I love my All City and i got it used for a good price. I like State bikes as well but id look for a used one. Dont buy an SE racing fixie, and generally look for a bike brand that has a good headset and crankset, as well as if you get a carbon or aluminum bike CHECK THE ALINEMENT OF THE FRAME, as many big manufacturers send the frame in such a way that in its travels its alinement can get off. If your new to it id recomend steel because the alinement can get fixed after the fact. Also recognize what brakes it can or cant take as this can effect the VALUE of the bike in the future when you need to sell it.


----------



## Acesand8s (22 May 2014)

Look makes a decent aluminum beginners bike, if you have the money.


----------



## srj10 (25 May 2014)

http://www.edinburghbicycle.com/products/revolution-track-14?bct=browse/bicycles/road-bikes
Don't know much about ss but this gets alot of good reviews


----------



## montage (25 May 2014)

£150-200 and you could probably build one from an old steel frame


----------



## smokeysmoo (25 May 2014)

1gearnoidea said:


> I'd say buy a decent 2nd hand langster...good components and very light and fast...


^this


----------



## GGJ (25 May 2014)

54cm Langster for sale on retrobike for £165.00...Bargain

CLICK HERE FOR LINK


----------



## biggs682 (25 May 2014)

GGJ said:


> 54cm Langster for sale on retrobike for £165.00...Bargain
> 
> CLICK HERE FOR LINK


too late its gone now


----------



## RedRider (25 May 2014)

I'll throw the Surly Steamroller into the mix.
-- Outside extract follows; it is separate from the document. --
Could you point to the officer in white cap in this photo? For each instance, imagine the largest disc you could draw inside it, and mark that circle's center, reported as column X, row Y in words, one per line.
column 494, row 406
Not mine tho' 'cos I like it too much. See here for 'roller love and second hand prices.

Delivers a comfortable ride over 150 miles and ideal for commutes on dodgy roads. I find mine fast enough, can keep up with the CF boys no probs (depending on gearing of course).


----------



## biggs682 (26 May 2014)

must admit i treated myself to a charge plug that @GrumpyGregry was selling cant wait to have another go at using a fixie


----------



## 1gearnoidea (26 May 2014)

LANGSTER


----------



## Smurfy (26 May 2014)

srj10 said:


> http://www.edinburghbicycle.com/products/revolution-track-14?bct=browse/bicycles/road-bikes
> Don't know much about ss but this gets alot of good reviews


+1 You'll get a Reynolds frame on the 2014 model, which is a reasonable start, and good value for money.


----------



## colly (26 May 2014)

biggs682 said:


> cant wait to have another go at using a fixie



I got a great tip for you Biggsy....................buy a used frame off someone on Cyclechat and use it as a basis for a project.


----------



## biggs682 (26 May 2014)

colly said:


> I got a great tip for you Biggsy....................buy a used frame off someone on Cyclechat and use it as a basis for a project.


 @colly i am hopefully meeting lee cooper soon


----------



## colly (26 May 2014)

biggs682 said:


> @colly i am hopefully meeting lee cooper soon



Great ..............He made my jeans way back.


----------



## morganswift (14 Jun 2014)

I love my Globe Roll 2. Got a good frame. Think you may still be able to pick one up.


----------



## al-fresco (26 Jun 2014)

A couple of years ago I was looking for a secondhand Langster and found that they tended to hold their value very well on Ebay - so much so that I ended up buying a new 'old stock' Langster for not much more than the cost of a used one. It might be worth seeing if any of the on-line dealers is still carrying 2012 or 2013 stock.


----------



## Mike Rudkin (5 Jul 2014)

http://www.fixedgearfrenzy.com/no-l...ted-edition-fixed-gear-single-speed-bike.html
This is mine,and I love it.
Mike

I didn't get it from Fixed wheel frenzy though


----------